Dessert truck NYC needs to come to DC

There’s something cool about getting really great food from a truck. Like, how do they cram so much tastiness into such a teeny space? How high-tech is the setup back there? And will I be able to track it down today? It’s all part of the mystique of the food truck.

Well, the Bobby Flay bread pudding throwdown has had me foaming at the mouth to try the Dessert Truck’s winning chocolate bread pudding. It was one of the food stops on my ever-growing list of places to try in NY. So on a recent business trip to NYC, I swung by to pick up something to bring home.

The bread pudding, which is less bread than pudding, comes with a bacon custard that’s just smoky enough. It wasn’t a gratuitous use of bacon in desserts, which was a relief. The pudding reminds me of the filling in dark chocolate lava cakes–pure liquid richness. This isn’t a dessert for people who don’t like dark chocolate.

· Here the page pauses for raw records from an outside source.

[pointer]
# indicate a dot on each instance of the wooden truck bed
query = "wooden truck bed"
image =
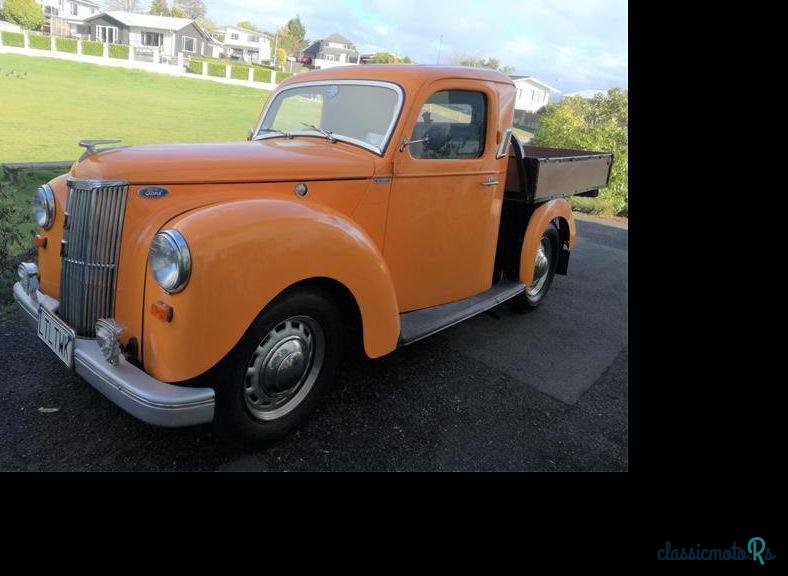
(538, 174)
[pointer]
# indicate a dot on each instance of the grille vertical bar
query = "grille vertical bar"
(89, 264)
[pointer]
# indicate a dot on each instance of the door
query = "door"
(445, 203)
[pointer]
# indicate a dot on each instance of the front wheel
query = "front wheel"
(281, 367)
(545, 263)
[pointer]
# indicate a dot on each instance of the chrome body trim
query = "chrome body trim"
(379, 150)
(133, 390)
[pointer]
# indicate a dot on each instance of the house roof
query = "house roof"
(533, 80)
(146, 20)
(338, 38)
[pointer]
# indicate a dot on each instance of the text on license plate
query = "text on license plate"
(57, 335)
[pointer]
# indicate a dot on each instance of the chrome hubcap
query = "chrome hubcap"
(541, 266)
(284, 367)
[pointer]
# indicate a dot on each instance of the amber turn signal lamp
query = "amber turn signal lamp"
(162, 311)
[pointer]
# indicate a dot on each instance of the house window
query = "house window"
(152, 39)
(107, 34)
(455, 122)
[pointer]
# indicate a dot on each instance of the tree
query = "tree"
(599, 123)
(159, 8)
(491, 63)
(194, 8)
(26, 13)
(387, 58)
(246, 25)
(292, 36)
(124, 5)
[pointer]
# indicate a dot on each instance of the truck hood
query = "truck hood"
(269, 160)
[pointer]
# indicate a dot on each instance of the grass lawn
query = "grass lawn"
(57, 103)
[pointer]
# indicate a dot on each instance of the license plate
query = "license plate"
(57, 335)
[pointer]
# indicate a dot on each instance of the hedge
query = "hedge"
(90, 48)
(195, 66)
(13, 39)
(240, 72)
(40, 42)
(216, 69)
(120, 51)
(66, 45)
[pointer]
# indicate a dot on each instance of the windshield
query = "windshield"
(358, 113)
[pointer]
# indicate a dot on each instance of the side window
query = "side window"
(454, 123)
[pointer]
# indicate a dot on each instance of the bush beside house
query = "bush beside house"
(66, 45)
(15, 39)
(39, 42)
(120, 51)
(91, 48)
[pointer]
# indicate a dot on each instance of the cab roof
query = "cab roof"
(401, 73)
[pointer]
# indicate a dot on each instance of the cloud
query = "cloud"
(571, 44)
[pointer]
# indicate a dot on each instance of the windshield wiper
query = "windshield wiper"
(282, 132)
(327, 133)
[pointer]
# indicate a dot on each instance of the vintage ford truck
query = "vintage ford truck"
(370, 206)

Most bread puddings are too bread-y for me, but this one has barely enough bread chunks to give the dessert some texture. It’s really the perfect balance of bitter and sweet, bready and creamy.

These survived a 4+ hour trip from NYC to DC. Presentation suffered, but taste didn't.

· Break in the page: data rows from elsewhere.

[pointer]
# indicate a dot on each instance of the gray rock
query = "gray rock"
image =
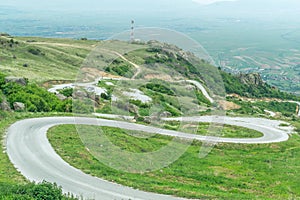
(18, 106)
(18, 80)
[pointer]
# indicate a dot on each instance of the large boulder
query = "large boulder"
(18, 106)
(18, 80)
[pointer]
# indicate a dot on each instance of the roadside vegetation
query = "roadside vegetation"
(12, 184)
(230, 171)
(234, 171)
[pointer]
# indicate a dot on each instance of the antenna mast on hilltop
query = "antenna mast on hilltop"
(132, 31)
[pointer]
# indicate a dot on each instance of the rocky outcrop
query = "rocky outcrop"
(251, 79)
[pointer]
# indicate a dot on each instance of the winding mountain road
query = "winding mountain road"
(31, 153)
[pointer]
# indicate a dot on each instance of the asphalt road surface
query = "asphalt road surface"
(31, 153)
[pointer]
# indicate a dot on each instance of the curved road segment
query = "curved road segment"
(31, 153)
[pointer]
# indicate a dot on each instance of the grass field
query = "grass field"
(8, 173)
(230, 171)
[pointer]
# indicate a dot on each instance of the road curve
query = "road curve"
(31, 153)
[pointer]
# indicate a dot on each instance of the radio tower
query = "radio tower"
(132, 31)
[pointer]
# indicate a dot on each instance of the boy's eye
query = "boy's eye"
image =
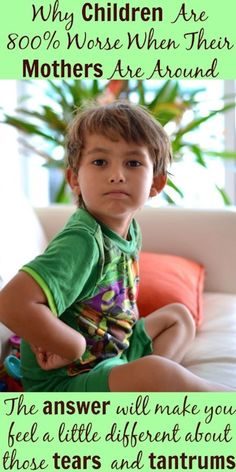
(134, 163)
(99, 162)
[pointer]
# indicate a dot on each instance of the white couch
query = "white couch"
(206, 236)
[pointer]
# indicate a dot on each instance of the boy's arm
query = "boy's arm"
(24, 310)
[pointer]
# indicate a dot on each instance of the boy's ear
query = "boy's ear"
(72, 179)
(158, 184)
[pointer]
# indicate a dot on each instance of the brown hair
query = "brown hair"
(120, 118)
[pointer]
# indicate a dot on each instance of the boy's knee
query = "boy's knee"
(185, 319)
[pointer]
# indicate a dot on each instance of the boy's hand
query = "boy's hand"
(48, 360)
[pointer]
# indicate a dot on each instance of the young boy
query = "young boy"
(75, 305)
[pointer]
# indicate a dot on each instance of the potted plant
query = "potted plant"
(47, 125)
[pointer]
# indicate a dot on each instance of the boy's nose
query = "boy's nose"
(116, 176)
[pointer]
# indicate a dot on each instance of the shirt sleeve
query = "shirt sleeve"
(67, 270)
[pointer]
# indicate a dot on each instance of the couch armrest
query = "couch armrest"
(207, 236)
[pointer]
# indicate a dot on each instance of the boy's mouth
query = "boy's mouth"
(118, 193)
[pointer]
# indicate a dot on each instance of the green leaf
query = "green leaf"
(171, 184)
(197, 122)
(224, 196)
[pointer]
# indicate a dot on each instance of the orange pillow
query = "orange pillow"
(168, 279)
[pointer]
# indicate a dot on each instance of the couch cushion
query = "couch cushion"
(212, 354)
(168, 279)
(21, 237)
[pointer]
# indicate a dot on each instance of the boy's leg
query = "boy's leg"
(157, 374)
(171, 329)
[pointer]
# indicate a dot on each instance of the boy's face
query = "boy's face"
(115, 179)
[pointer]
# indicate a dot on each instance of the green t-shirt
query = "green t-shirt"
(89, 275)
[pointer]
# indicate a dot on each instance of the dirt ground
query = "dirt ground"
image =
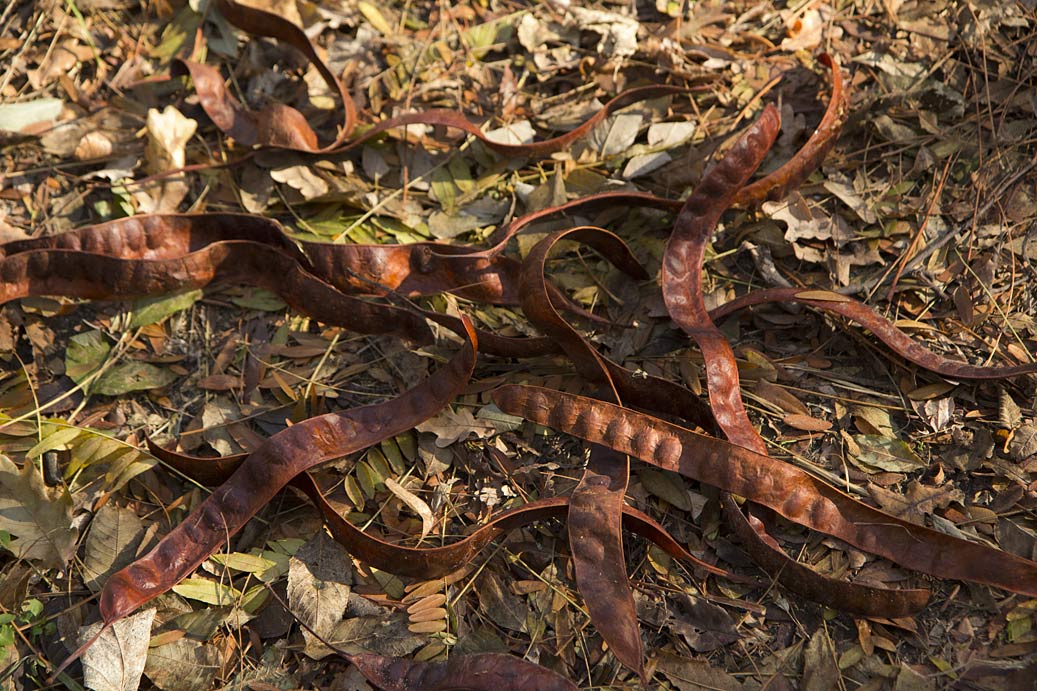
(924, 210)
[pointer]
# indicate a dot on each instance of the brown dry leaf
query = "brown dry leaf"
(319, 578)
(692, 674)
(917, 501)
(703, 626)
(116, 660)
(36, 519)
(168, 133)
(452, 424)
(820, 672)
(183, 665)
(804, 31)
(806, 422)
(303, 180)
(415, 503)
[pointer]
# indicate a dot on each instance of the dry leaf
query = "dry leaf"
(168, 134)
(37, 518)
(415, 503)
(319, 575)
(115, 662)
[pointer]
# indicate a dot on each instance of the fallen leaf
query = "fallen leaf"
(37, 518)
(128, 377)
(703, 626)
(183, 665)
(115, 533)
(883, 453)
(30, 114)
(819, 669)
(415, 503)
(319, 577)
(116, 660)
(168, 133)
(917, 502)
(451, 425)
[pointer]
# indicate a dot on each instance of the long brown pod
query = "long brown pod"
(647, 392)
(267, 470)
(778, 184)
(857, 311)
(99, 277)
(787, 490)
(283, 127)
(596, 504)
(250, 249)
(849, 598)
(486, 671)
(681, 279)
(428, 562)
(261, 475)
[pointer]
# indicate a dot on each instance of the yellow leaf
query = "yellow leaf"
(374, 18)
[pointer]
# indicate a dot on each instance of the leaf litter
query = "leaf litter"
(945, 452)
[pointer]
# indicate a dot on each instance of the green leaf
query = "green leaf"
(207, 591)
(85, 353)
(883, 453)
(152, 310)
(259, 299)
(250, 563)
(132, 377)
(666, 486)
(37, 518)
(57, 439)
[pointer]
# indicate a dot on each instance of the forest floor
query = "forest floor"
(924, 210)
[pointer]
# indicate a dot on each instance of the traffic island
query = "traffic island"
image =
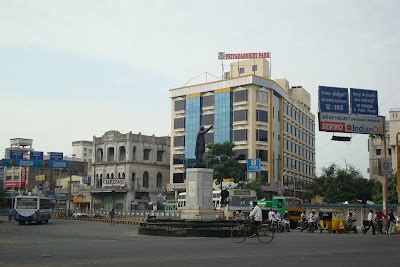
(187, 228)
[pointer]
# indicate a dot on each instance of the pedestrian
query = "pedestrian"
(370, 222)
(10, 214)
(112, 217)
(392, 222)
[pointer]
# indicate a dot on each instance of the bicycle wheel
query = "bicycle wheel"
(264, 235)
(239, 233)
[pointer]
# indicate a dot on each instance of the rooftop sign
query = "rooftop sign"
(223, 55)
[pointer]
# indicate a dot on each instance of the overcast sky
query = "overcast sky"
(73, 69)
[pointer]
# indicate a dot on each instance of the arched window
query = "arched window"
(145, 179)
(134, 153)
(110, 154)
(99, 155)
(159, 180)
(122, 153)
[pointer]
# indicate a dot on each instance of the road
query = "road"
(80, 243)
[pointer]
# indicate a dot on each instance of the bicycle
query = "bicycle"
(240, 232)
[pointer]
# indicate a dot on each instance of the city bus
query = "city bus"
(32, 209)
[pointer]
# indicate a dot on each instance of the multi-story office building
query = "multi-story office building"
(266, 119)
(392, 128)
(129, 170)
(82, 149)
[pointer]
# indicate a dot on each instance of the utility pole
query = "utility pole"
(385, 178)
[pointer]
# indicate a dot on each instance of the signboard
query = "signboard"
(223, 55)
(41, 177)
(56, 156)
(36, 155)
(364, 102)
(333, 99)
(386, 167)
(16, 154)
(253, 165)
(113, 182)
(35, 163)
(347, 123)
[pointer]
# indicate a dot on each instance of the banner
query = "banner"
(113, 182)
(349, 123)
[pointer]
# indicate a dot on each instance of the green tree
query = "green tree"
(392, 192)
(338, 185)
(222, 159)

Given how much I spent on a cab to/from the truck, I decided to try the creme brulee as well. This was creme brulee properly done, with tons of vanilla bean flecks bringing the flavor. Not as unique a taste combination as the bread pudding, but delicious nonetheless.

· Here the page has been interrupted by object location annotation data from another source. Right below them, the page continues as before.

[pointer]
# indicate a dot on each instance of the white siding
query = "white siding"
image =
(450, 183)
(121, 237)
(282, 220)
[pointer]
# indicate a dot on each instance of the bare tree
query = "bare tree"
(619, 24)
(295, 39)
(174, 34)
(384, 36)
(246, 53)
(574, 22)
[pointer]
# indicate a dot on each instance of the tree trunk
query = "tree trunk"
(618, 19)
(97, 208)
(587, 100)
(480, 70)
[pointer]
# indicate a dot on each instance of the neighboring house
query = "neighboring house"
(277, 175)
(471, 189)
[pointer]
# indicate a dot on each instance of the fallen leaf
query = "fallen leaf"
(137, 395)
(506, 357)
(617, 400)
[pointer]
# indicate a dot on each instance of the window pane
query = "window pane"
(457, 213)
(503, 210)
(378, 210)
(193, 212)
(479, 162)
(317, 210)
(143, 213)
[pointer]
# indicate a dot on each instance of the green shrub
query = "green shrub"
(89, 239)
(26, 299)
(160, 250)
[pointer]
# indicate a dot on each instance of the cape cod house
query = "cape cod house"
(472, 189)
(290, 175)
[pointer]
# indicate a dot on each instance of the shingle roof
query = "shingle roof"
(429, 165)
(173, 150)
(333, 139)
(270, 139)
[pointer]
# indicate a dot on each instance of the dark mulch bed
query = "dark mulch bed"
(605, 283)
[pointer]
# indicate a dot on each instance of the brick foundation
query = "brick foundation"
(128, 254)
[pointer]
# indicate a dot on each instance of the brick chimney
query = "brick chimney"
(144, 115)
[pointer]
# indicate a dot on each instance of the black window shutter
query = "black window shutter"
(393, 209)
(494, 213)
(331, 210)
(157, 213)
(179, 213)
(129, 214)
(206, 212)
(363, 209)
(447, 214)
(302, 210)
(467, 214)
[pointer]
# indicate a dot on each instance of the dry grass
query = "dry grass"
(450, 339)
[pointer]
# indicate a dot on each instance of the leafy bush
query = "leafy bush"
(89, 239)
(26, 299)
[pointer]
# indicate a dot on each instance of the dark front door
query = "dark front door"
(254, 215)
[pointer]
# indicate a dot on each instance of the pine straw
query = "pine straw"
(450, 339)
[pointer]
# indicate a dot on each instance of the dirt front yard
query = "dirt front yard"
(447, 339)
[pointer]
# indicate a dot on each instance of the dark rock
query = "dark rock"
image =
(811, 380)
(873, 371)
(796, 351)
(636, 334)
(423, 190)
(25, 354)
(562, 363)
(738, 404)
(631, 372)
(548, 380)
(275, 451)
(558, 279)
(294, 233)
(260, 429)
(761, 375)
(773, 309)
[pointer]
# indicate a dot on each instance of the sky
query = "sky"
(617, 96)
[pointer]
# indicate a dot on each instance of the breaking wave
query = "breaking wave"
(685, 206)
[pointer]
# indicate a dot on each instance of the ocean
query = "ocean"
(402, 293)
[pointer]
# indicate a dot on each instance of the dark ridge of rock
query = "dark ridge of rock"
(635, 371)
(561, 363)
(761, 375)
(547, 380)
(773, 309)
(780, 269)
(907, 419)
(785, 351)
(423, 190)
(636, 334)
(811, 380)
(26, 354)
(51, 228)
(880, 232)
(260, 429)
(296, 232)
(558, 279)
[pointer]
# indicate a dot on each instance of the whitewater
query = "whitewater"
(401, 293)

Was it worth the cab rides (that cost more than my desserts totaled), and the stress of wondering I’d make it back to Penn Station in time to catch the train? Definitely, yes.

Get the recipe for Dessert Truck’s bread pudding.


My version of heaven is stuffed with desserts, not virgins

For Mr. X-sXe’s birthday, we went to the all-you-can-eat brunch at the Roof Terrace Restaurant at the Kennedy Center. The reviews I’d seen were mixed, but a friend mentioned she was pleasantly surprised when she went last year, so we took our chances.

If you look to your left as you enter the restaurant, you’ll notice an entire room of desserts. Let me repeat: an entire roomful. Not just that, but the mirrored walls and dim lighting create the illusion that the spread is larger than it actually is.

Side note: The curious thing about this brunch buffet overall is that none of the food is in the dining room, apart from the omelette station. The main buffet was also off in a separate area–the restaurant kitchen, which was cool to see. As far as whether the brunch is worth trying, you’ll definitely get your money’s worth if you like seafood. There are raw oysters (tasted pretty fresh to me), crab legs (didn’t try), smoked salmon (very good), etc. The antipastis were also tasty, running the gamut from grilled artichokes to cured meats. If you like fresh fruit, there was a great selection of berries to go with your pancakes/French toast/waffles.

What wasn’t so great was their breads and roasted meats. After one bite of a biscuit, I decided the other bite wasn’t worth eating; the roast beef required some serious gnawing to get it down. The tiny muffins were pretty sad-looking. I was also disappointed that the eggs in the eggs benedict were fully cooked, though I suppose there are food safety reasons for that.

But back to our main topic of conversation, the desserts. The smaller bite-sized ones included:

  • cheesecake lollipops
  • cheesecakes
  • fruit tarts
  • soggy eclairs
  • cupcakes

The larger ones were:

  • 2 types of chocolate cake. One was a dense dark chocolate, probably my favorite of everything I tried. The other was disgustingly sweet, with a frosting-like consistency.
  • bread pudding
  • flan
  • creme brulee, Mr. X-sXe’s pick. (Our theory is that they just took the flan and put a caramelized sugar crust on it, since the two tasted so similar.)
  • pecan pie

There were also wine glasses of chocolate pudding, which tasted too strongly of cocoa powder. And a couple other options that escape my memory.

Surprisingly, the most thrilling part of the dessert room was just being in it, taking in the beautiful presentation. Apart from the chocolate cake and creme brulee, we didn’t have any reason to go back for seconds. But such is the nature of these all-you-can-eat things. By the time you get around to dessert, you’re already feeling sick. So strategize accordingly, and pace yourself.